The stock market recovery intensified today, recording its largest 3-day rally since late April 2023. Stock prices recorded gains into the fourth day as bond yields (TNX) fell from their 5% psychological high. Investors cheered after the Fed kept interest rates on hold yesterday and hinted that the rise in interest rates may be acting to fight inflationary pressures.
The risk of recession has receded, the central bank pausing interest rate hikes for the second consecutive meeting, and the retreating of bond yields have helped to lift stocks from oversold levels.
Halloween is over, and pessimism was widespread during September and October. Also, many U.S. indexes fell into correction territories and oversold levels into the July to October stock market selloff.
Although seasonality factors suggest stocks tend to perform better in November and December following a sharp market decline in October, will this trend repeat this year?
Earnings season has been mild due to cuts to fourth-quarter estimates. The soft-landing narrative continues to gain traction. However, the macro and geopolitical uncertainties continue to dominate headline news. Also, the Fed’s rate cuts are still several quarters away and monetary policies remain restrictive for the foreseeable future.
Nonetheless, Santa Claus or year-end rally remains a seasonal trading phenomenon as November and December tend to be favorable for stocks. Also, November through April is the best-performing six-month period for stocks.

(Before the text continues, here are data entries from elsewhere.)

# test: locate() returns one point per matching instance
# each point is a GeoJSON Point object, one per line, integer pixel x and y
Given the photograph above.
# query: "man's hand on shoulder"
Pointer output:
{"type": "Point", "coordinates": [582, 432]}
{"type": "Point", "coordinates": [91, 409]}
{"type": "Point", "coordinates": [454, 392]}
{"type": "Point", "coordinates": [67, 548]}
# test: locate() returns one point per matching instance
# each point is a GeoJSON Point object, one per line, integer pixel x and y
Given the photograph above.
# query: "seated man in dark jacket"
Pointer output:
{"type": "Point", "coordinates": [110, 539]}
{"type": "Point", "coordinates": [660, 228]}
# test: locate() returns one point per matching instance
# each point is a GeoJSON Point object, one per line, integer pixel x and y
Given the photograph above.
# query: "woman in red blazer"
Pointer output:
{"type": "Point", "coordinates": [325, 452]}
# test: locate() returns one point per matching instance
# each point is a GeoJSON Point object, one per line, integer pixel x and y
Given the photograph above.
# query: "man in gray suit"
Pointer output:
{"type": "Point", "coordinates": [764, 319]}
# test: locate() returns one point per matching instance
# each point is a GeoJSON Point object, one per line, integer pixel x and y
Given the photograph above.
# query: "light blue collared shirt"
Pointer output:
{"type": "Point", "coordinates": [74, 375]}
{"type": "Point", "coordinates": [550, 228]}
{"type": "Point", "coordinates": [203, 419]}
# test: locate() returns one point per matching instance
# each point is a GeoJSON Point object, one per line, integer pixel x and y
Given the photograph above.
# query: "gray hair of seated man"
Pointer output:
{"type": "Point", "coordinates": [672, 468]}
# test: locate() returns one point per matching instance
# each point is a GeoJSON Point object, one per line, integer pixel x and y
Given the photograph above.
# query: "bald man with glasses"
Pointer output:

Despite the above factors, both stocks and bonds were overdue for a bounce after a deep selloff. However, market breadth and market internals remain challenging, and technical damages have occurred during the summer to fall market selloff.
The lack of breadth and broad leadership in the stock market shows a lack of conviction from the buyers. The uncertainties from macro and geopolitical conditions also warn of top-down selling pressures and market risks.
Market internals must improve, and additional basing efforts are required to sustain SPX rallies. The 4-day oversold rally must also surge convincingly above key resistances to confirm the Oct 2023 lows as a market bottom and reverse the July 2023 primary downtrend channel.
The primary trend from the 7/27/23 high (4,607.07) remains the 4-month downtrend channel between 4,128 and 4,430. An oversold condition and the ability to find support at 4,103.78 (10/27/23 low), rebounding from the 61.8% retracement (4,114) from the Mar to Jul 2023 rally, has ignited an oversold rally.
The gap-up today (11/2/23 at 4,245.64-4,268.26) suggests a retest of key resistance at 4,335-4,369 (Jun 2023 neckline breakdown, the 50-day ma, and the Sept 2023 downtrend). Above this, extend the rally toward pivotal resistance at 4,393.5-4,458.5 (Oct 2023 highs, 9/21/23 gap-down, 61.8% retracement from 7/27-10/27/23 decline, the top of the Jul 2023 downtrend channel, and Jun 2023 highs or the left shoulder). A convincing breakout coupled with confirmed Advance minus Decline market breadth, RSI, and MACD breakouts bodes well for the start of the Santa Claus/year-end rally.
Failure to convincingly reverse the Jul 2023 primary downtrend channel warns of the resumption of the downtrend or a transition toward another technical basing effort, preferably above initial support near the 200-day ma (4,245.32) and the 11/2/23 gap-up (4,245.64-4,268.26) and below to secondary support at 4,104-4,127 (5/24 and 10/27/23 lows and the bottom of the Jun 2023 downtrend channel).
A breakdown below 4,104 warns of the next SPX selloff toward 4,048-4,4049 (Apr/May 2023 lows, the Jun 2023 head/shoulders top breakdown target, and the 50% retracement from Oct 2022 to Jul 2023 rally) and below 3,909-3,928 (3/2 and 3/24/23 lows and the 61.8% retracement from Oct 2022 to Jul 2023 rally), and 3,809-3,810/3,764.5 (May/Dec 2022 and Mar 2023 reaction lows).
Under a severe broad market selloff, SPX can retest its Oct 2022 low (3,491.58).